Both Require Looking Down The Trail, Pressurizing To The Outside Of The Turn.

I was out the other night riding with my pals and noticed that I was starting to look at the front of my wheel in sketchy terrain, and my balance was starting to be  compromised. 

Looking down the trail, not over the wheel.

I thought to myself, “Pat,  keep your eyes focused down the trail and not on what is right in front of you.”  I know this.  I always do this skiing: look down the trail three turns or more to allow efficient skiing and don’t look at what is right in front of your ski tips.  Sometimes you lose focus on what you are doing and let the terrain dictate your visual field.  The solution is something that I always tell skiers looking to improve. Don’t let the terrain ski you,  you ski the terrain. And the best way to do that is relax and look down the trail or slope.  When you allow your field of vision to open up by looking ahead, you have much more time to react to the terrain changes that will come before you, often at a rapid pace in skiing or riding a mountain bike. When you focus on your ski tips or your front wheel, that reaction time is severely compromised.  Momentum is your friend and if you look ahead, you can handle any terrain changes much better and in plenty of time to react.  Look at the rider in the picture here.  Looking ahead and down the trail.  He is focused and able to react to the technical challenges ahead. 

Another similarity between skiing and mountain biking is the position of the pedals during a turn.  The picture above shows an extreme example of a sharp turn on a mountain bike.  Look at where the inside leg is allowing full pressure on the outside pedal in the down position. 

Bode Miller putting weight on outside ski.

If you look at Bode Miller here, you will see a similar leg position in his downhill race  turn at Beaver Creek Birds of Prey World Cup. As soon as his outside ski makes contact, he will have it fully pressurized because of his leg and hip position.  This is very similar to the cyclist who is able to execute a steep turn on his mountain bike by allowing his outside pedal to be fully pressured in the turn.  Oftentimes when I ride, I can even feel a slightly countered position on my bike allowing the outside pedal to be fully under pressure and my inside pedal in the up position and stable in the turn.  I learned how efficient this is when I used to race on my road bike.  Those high speed turns have to be executed with the outside pedal fully under pressure, otherwise you cannot execute a tight high speed turn in the corners of a criterium race.  Racers who could not commit were often off the back or crashed out because of a poorly balanced turn. 

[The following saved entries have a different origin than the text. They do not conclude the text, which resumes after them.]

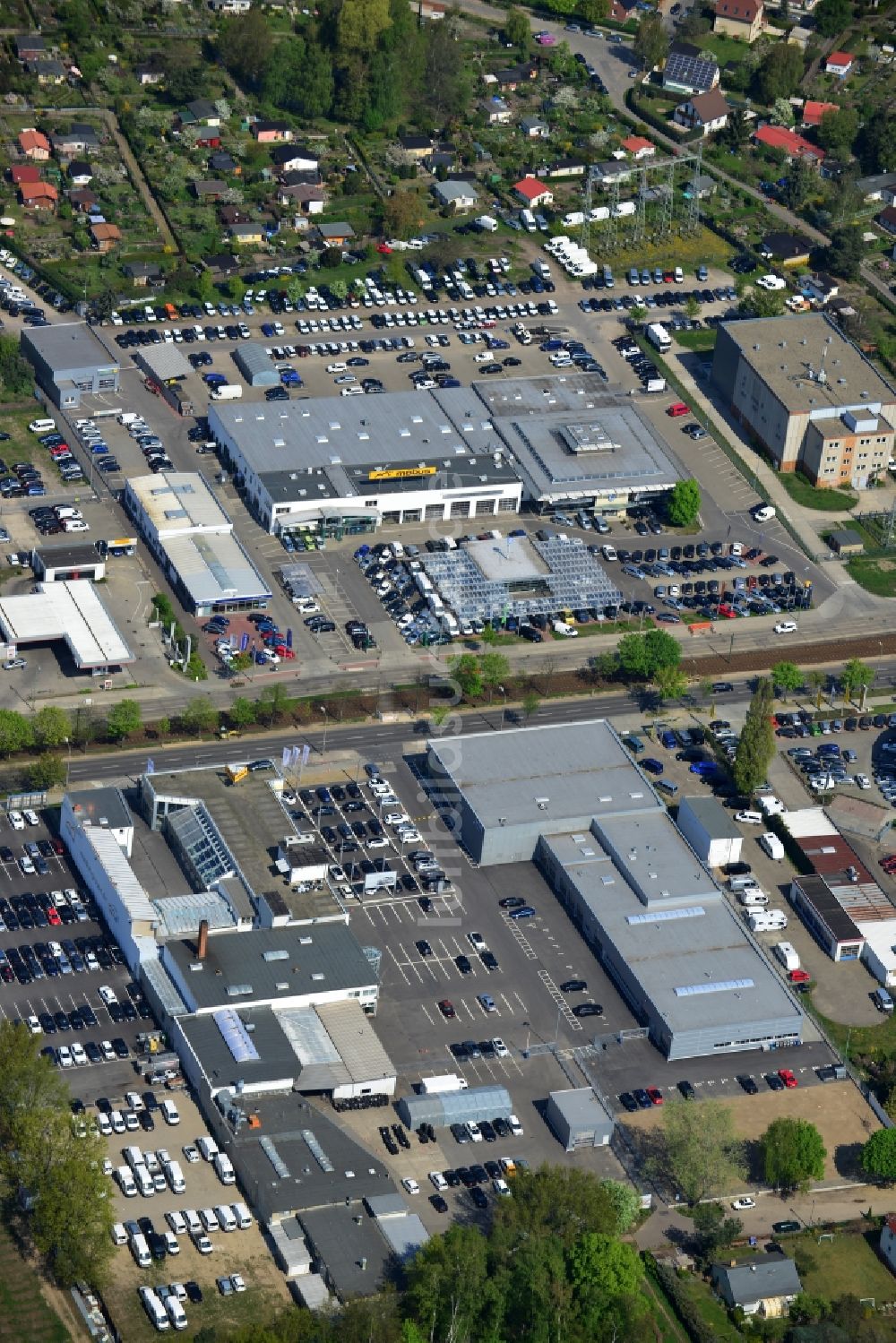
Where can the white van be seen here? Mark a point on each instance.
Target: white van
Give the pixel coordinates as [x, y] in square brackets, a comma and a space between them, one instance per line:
[223, 1168]
[155, 1310]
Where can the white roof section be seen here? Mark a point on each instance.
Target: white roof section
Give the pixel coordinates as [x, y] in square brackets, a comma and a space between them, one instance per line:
[120, 874]
[809, 823]
[72, 611]
[179, 503]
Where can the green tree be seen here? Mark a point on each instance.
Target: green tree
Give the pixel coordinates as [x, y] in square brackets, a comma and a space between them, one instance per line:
[124, 719]
[831, 16]
[844, 255]
[51, 727]
[199, 715]
[780, 73]
[855, 676]
[837, 132]
[241, 712]
[245, 47]
[786, 677]
[47, 771]
[756, 745]
[651, 40]
[699, 1152]
[799, 182]
[495, 669]
[879, 1155]
[684, 504]
[793, 1154]
[468, 673]
[517, 29]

So, if you are longing for skiing during the off season, think about those turns during your bike rides.  Whether on the road or trail, the movements are very similar and can give you the feeling of a ski turn when it is 80 degrees outside.  Enjoy the summer and the riding. 


  1. Rus Davies says:

    Great article, Pat!

  2. As a mature gentleman who is rediscovering mountain biking after a long hiatus, I agree with the author’s basic point about similarities between skiing and mountain biking I am enjoying mountain biking much more having discovered the point about outside pedal being in down position during turns. Like skiing, mountain biking encompasses lots of different types of terrain. Not everyone likes steep moguls on skis; similarly, not everyone likes steep rocky and/or very technical terrain on a bike. I have discovered the “flowy” trails can be a blast. Finding the trails that work for you is critical.

  3. Great article Patrick!

  4. Joanne Lasnier says:

    Bad habit of mine to look just beyond tips of skis!